Did you really just see Katniss Eberdeen in a Dodge truck commercial?
You may think you’re hallucinating from staring too long at the detailed new G Codes for home health and hospice agencies, the ones taking effect Jan. 1 as part of the latest change request from The Centers for Medicare & Medicaid Services.
But you’re not confused, at least not about Katniss and Dodge. (It would be highly unusual if you weren’t at least a little confused about the G codes.)
A “Hunger Games” lookalike is splashed all over television, radio, digital and social media advertisements this week in an unlikely marketing alliance with Fiat Dodge Chrysler Automobiles.
It’s part of a huge, cross-industry promotion for the release of “Mockingjay – Part 2,” opening in movie theaters this Friday, Nov. 20. Fiat Dodge Chrysler is taking full advantage of the surrounding hype to join forces in an expensive advertising campaign.
What can Katniss joining forces with Dodge teach the home health care industry?
The creative alliance between auto manufacturer and moviemaker is representative of a strong new partnership trend across many sectors of today’s marketplace, in team efforts designed to make sure the odds of success are a bit more favorable for all.
It’s a trend home health care can’t afford to overlook, because there can be real, bottom-line value in this type of strategic alliance.
In fact, strategic partnerships may well be the best route to profitability as home health evolves, particularly for smaller agencies feeling overwhelmed by the need to stay abreast of regulatory change, control risk and maintain solvency, all without sacrificing focus on quality patient care and outcomes. From community resource sharing to outsourcing traditional staff responsibilities such as coding and chart review, teamwork can play an integral role in helping home health and hospice agencies overcome today’s complex challenges.

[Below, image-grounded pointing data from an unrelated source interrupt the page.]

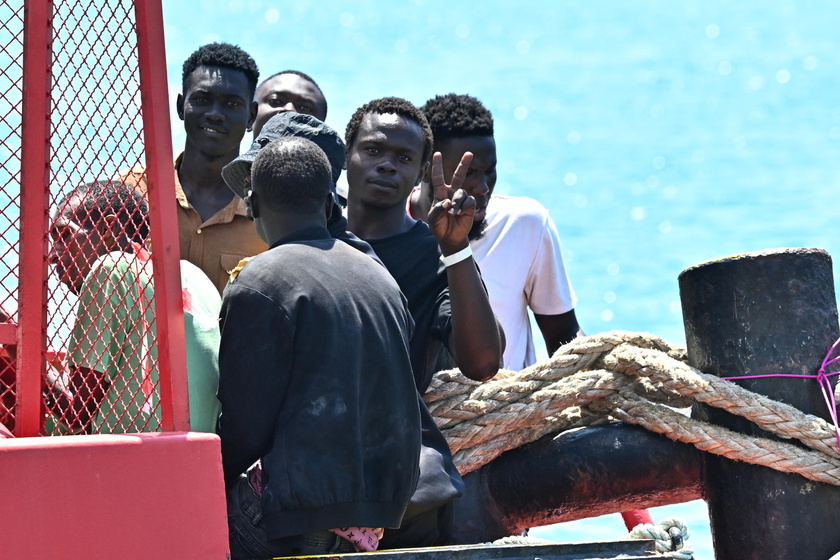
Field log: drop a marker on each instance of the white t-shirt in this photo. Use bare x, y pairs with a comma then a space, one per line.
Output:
522, 266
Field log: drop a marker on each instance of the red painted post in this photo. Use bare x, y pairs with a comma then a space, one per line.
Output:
174, 395
34, 213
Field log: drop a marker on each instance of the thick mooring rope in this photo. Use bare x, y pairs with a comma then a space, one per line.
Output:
634, 377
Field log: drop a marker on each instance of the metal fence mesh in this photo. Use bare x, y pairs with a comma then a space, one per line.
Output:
11, 95
102, 373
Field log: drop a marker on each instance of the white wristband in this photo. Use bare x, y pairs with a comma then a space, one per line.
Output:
455, 258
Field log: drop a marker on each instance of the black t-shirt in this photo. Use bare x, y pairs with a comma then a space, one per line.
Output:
413, 259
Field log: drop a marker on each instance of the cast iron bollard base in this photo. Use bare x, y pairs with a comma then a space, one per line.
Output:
768, 312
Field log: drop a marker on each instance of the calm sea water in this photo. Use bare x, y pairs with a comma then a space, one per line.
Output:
659, 134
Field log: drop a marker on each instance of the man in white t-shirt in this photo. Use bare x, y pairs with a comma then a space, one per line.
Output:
514, 240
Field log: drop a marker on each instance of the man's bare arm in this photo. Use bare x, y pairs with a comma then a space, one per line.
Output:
477, 341
557, 330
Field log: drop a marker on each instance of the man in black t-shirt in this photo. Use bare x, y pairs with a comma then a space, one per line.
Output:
389, 144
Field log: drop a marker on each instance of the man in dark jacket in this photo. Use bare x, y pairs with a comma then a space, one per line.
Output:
315, 376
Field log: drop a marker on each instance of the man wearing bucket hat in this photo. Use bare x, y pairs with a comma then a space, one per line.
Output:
237, 174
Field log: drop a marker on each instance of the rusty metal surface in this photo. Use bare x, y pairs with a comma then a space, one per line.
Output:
580, 473
764, 313
626, 550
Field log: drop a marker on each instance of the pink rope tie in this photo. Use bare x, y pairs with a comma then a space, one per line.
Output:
822, 378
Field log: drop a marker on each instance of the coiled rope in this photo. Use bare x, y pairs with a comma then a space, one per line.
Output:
635, 377
671, 536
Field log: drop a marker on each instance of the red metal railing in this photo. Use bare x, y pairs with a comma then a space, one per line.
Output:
81, 120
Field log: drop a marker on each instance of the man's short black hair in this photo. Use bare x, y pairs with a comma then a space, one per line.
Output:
222, 55
292, 173
306, 77
457, 116
112, 198
397, 106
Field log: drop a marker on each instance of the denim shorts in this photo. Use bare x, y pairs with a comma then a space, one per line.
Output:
247, 535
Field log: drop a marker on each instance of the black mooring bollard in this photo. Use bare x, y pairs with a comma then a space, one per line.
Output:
764, 313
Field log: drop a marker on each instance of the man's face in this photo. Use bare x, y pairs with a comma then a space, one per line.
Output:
385, 161
288, 92
481, 175
75, 246
216, 109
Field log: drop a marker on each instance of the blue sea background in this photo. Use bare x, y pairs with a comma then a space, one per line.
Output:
659, 134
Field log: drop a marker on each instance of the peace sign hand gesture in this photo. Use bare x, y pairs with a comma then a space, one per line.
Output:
451, 216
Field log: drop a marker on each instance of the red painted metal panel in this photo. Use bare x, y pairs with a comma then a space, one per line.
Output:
164, 221
37, 63
132, 497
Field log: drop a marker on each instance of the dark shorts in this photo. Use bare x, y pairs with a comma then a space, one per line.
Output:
432, 528
247, 535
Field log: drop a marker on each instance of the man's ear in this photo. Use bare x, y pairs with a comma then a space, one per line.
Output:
110, 231
427, 174
424, 174
252, 115
179, 105
329, 205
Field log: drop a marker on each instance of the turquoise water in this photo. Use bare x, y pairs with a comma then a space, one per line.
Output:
659, 134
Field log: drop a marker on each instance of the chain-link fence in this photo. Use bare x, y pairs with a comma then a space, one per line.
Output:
101, 366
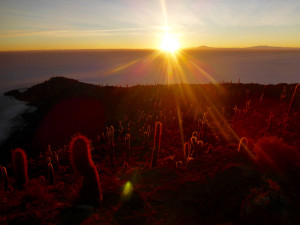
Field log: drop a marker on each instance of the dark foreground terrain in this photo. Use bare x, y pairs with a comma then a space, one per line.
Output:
206, 172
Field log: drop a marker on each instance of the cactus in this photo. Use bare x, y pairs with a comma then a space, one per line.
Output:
19, 159
55, 162
51, 174
270, 121
199, 146
42, 179
5, 178
186, 150
293, 98
83, 164
156, 143
210, 149
243, 144
193, 145
111, 144
127, 143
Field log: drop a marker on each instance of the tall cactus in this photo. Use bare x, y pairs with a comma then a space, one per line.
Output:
5, 178
51, 174
156, 143
186, 150
111, 144
243, 144
20, 164
80, 150
127, 143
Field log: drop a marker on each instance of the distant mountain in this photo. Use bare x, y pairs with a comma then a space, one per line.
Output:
269, 47
260, 47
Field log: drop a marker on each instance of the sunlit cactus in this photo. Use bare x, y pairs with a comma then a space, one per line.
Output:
146, 140
55, 162
20, 164
83, 164
156, 143
5, 178
127, 144
235, 109
186, 150
270, 121
243, 144
261, 97
199, 146
193, 145
293, 97
210, 149
51, 174
111, 145
42, 179
179, 163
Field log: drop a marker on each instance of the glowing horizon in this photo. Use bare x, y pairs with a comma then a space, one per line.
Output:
36, 25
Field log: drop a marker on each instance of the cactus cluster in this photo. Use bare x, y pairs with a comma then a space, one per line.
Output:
80, 150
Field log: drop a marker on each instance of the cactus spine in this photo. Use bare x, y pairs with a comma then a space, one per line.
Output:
19, 159
156, 144
80, 150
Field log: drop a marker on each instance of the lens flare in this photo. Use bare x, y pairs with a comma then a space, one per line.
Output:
169, 43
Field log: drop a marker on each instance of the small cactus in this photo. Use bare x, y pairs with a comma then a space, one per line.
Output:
5, 178
193, 145
210, 149
156, 143
270, 121
127, 143
186, 150
111, 143
83, 164
290, 105
56, 162
51, 174
243, 144
19, 160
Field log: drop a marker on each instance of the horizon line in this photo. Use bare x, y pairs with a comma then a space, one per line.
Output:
202, 47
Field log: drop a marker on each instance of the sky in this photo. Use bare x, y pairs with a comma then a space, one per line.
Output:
103, 24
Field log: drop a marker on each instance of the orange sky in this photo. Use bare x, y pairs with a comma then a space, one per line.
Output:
36, 25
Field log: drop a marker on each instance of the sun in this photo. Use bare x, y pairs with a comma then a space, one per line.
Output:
169, 43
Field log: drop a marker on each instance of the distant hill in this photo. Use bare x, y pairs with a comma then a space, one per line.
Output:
260, 47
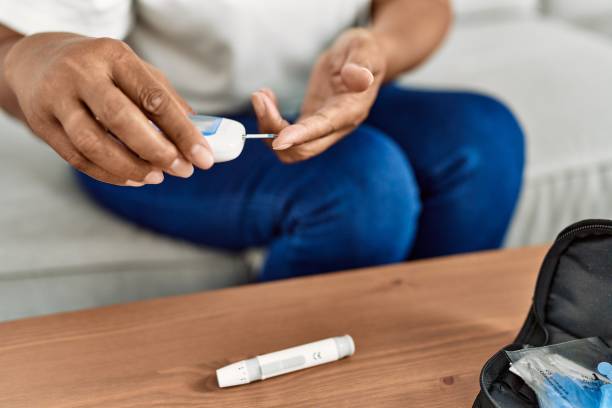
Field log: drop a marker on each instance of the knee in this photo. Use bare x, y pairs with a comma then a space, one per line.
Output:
493, 134
373, 202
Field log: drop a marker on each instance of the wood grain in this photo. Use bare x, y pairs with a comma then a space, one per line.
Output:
423, 331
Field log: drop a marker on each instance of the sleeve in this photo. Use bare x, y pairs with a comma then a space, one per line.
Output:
94, 18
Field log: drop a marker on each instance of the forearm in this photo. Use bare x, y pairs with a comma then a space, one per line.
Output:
409, 31
8, 100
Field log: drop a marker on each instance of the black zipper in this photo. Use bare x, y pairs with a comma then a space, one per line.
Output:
568, 232
575, 230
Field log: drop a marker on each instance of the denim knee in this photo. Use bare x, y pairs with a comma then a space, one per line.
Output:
365, 209
495, 136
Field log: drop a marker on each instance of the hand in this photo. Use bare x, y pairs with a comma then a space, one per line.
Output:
343, 86
95, 102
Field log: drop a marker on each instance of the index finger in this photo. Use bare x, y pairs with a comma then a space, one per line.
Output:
327, 120
152, 97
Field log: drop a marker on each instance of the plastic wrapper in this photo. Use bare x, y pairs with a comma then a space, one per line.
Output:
565, 375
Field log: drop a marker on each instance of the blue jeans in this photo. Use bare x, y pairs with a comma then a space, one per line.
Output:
427, 174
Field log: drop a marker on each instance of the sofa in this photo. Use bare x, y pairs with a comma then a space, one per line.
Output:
545, 59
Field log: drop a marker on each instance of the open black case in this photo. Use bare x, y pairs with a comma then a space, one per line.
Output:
572, 300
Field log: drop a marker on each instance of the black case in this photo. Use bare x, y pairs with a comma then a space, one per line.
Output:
572, 300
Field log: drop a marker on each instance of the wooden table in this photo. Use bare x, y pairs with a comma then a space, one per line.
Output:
423, 330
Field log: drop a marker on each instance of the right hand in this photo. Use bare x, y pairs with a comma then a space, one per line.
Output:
93, 100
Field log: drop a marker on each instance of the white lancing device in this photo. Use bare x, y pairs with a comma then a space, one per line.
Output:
225, 137
286, 361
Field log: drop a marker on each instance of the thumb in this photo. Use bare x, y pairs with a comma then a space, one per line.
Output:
356, 73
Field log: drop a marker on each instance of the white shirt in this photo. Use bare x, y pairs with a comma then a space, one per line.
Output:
215, 52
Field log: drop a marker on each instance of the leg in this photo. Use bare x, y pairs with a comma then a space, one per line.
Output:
467, 152
343, 209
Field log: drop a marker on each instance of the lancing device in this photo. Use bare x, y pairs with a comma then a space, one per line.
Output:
225, 137
286, 361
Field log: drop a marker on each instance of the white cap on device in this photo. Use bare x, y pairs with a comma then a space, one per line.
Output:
286, 361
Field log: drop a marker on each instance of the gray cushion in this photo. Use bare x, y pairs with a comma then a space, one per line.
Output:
59, 251
557, 80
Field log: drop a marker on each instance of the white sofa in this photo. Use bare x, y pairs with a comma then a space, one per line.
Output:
58, 251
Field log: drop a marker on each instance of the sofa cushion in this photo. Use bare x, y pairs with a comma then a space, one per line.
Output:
557, 80
478, 9
59, 251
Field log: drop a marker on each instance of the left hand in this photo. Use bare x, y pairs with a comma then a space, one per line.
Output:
343, 86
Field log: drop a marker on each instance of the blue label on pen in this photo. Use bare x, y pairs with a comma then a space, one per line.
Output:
208, 125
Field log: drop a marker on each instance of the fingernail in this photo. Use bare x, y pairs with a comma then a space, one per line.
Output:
201, 157
154, 177
283, 146
370, 76
258, 104
181, 168
132, 183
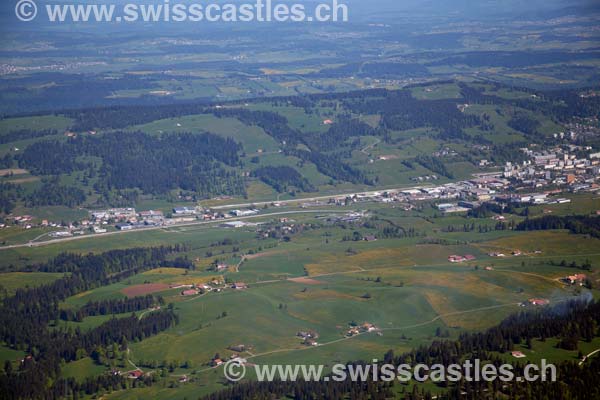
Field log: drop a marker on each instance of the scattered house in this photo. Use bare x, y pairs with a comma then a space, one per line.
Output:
539, 302
308, 334
577, 279
459, 259
97, 229
239, 286
222, 267
370, 238
353, 331
367, 327
456, 259
234, 224
135, 374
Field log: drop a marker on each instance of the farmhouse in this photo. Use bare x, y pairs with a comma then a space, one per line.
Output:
539, 302
222, 267
238, 348
135, 374
239, 286
459, 259
577, 279
518, 354
215, 362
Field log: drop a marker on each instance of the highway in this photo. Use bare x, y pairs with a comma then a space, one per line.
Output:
163, 227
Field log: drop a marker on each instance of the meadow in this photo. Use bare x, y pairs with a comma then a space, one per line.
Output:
405, 287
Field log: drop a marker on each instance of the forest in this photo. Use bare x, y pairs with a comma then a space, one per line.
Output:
26, 317
577, 224
570, 321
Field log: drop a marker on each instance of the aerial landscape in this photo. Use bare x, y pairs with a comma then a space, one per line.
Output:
417, 183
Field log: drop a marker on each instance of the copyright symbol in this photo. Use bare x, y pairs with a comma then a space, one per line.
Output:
26, 10
235, 370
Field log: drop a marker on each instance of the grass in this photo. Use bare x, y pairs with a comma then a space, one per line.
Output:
11, 281
35, 123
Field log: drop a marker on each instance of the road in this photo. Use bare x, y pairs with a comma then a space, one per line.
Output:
153, 228
317, 198
588, 356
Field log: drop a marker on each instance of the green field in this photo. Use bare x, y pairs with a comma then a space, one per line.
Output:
313, 283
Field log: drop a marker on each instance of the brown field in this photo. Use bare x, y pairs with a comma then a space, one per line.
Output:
306, 281
14, 171
24, 180
141, 290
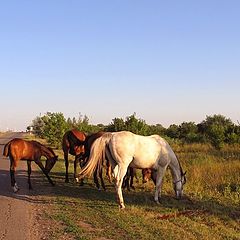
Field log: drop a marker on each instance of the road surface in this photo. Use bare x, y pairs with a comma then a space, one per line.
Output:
17, 211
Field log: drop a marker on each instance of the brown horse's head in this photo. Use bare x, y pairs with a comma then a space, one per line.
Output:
51, 160
79, 150
146, 174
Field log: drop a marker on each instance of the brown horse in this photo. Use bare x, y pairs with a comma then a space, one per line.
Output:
18, 149
73, 143
148, 173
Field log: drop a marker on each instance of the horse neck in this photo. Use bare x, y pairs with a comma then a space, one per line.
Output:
46, 152
175, 167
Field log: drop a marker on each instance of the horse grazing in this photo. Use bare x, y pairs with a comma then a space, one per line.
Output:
18, 149
147, 174
128, 178
125, 149
73, 143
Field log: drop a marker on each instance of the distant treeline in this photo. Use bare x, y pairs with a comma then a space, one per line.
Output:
216, 129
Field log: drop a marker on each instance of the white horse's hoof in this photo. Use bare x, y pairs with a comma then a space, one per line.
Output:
122, 207
15, 188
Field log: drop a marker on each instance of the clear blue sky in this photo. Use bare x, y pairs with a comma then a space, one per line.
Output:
168, 61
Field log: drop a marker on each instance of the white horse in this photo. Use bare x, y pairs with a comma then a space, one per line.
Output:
125, 149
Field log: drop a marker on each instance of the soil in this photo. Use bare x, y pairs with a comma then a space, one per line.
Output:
21, 212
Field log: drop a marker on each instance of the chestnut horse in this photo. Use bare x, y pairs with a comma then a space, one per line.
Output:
73, 143
126, 149
18, 149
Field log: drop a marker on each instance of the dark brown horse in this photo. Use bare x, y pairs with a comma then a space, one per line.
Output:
73, 143
98, 172
18, 149
148, 173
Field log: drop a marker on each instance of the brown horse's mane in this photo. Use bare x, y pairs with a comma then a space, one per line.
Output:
43, 147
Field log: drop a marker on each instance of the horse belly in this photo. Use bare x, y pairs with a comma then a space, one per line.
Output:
145, 161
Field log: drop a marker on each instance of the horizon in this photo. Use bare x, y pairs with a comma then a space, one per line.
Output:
169, 62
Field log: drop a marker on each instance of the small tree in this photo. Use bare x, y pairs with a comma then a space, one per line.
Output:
54, 128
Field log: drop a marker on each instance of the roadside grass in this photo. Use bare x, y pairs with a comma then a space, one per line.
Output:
209, 210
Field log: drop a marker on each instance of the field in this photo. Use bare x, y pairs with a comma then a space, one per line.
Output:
209, 210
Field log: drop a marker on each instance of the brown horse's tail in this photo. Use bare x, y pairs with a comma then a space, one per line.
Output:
6, 149
97, 155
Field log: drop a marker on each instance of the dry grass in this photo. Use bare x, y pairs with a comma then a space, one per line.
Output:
210, 209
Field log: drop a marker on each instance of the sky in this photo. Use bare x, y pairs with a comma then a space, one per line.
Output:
167, 61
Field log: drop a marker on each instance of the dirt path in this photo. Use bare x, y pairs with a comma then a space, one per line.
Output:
18, 212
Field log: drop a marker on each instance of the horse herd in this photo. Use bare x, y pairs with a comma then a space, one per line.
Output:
120, 153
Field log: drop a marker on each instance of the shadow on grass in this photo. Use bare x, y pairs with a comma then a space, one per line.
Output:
69, 192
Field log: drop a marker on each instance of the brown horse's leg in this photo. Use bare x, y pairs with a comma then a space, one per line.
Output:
39, 163
96, 179
76, 162
101, 178
66, 165
109, 171
132, 174
81, 162
29, 173
12, 175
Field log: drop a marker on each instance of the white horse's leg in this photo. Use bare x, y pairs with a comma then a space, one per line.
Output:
160, 174
119, 179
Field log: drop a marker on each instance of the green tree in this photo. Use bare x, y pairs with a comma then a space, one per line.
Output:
55, 126
189, 132
137, 126
173, 131
38, 126
216, 129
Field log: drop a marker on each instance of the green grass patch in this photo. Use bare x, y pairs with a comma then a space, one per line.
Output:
209, 210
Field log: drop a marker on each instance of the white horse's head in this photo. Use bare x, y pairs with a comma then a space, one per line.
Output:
178, 186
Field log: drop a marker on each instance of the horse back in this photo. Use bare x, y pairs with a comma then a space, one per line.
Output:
21, 149
73, 142
139, 151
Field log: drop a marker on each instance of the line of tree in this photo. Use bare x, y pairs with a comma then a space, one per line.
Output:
216, 129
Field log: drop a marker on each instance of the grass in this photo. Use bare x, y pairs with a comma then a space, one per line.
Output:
209, 210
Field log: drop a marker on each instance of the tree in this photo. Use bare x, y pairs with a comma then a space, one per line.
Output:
173, 131
215, 128
55, 126
38, 126
189, 132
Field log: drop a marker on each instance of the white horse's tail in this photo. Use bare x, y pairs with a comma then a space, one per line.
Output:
97, 155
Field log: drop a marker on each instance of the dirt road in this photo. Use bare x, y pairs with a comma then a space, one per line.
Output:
17, 211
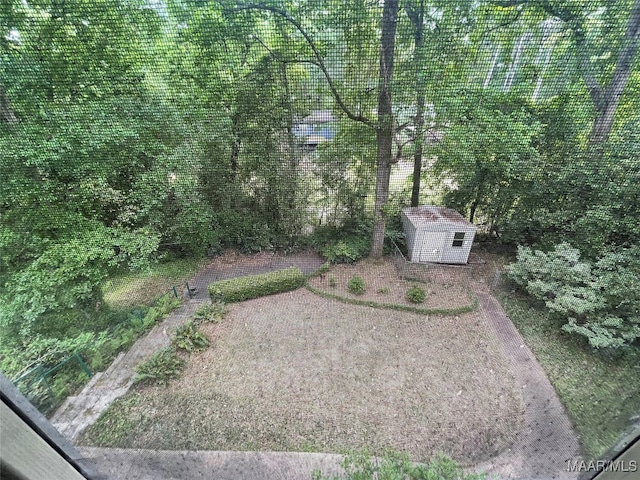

John Hammergren, chairman and CEO of McKesson, the largest health-care services firm in the U.S., is among the health industry voices endorsing creative solutions, including strategic partnerships, in today’s fluid health services market.
“Given the unprecedented level of change gripping the health care industry, large and small health care organizations will need to depend on innovative, creative thinking and sometimes each other to successfully navigate the evolving marketplace,” Hammergren wrote in a recent article for the Harvard Business Review.
Health care strategist and author Stephen Tweed, CEO of Leading Home Care, agrees. Last spring, Tweed identified “Community Partnerships” as one of the Top 10 Trends in Home Health Care in America for 2015, on his Home Health Care Today blog, saying many home care agencies are partnering with providers and non-provider organizations to greatly improve health outcomes.
Communities may offer an abundance of helpful resources, from disease-specific program development assistance available through local branches of large nationwide advocacy groups such as The National Cancer Society or The American Heart Association to support groups for caregivers. Even rural agencies may be able to make use of resources available through the largest advocacy groups.
Compliance is one of the areas most conducive to partnerships adding bottom-line value to home health agencies.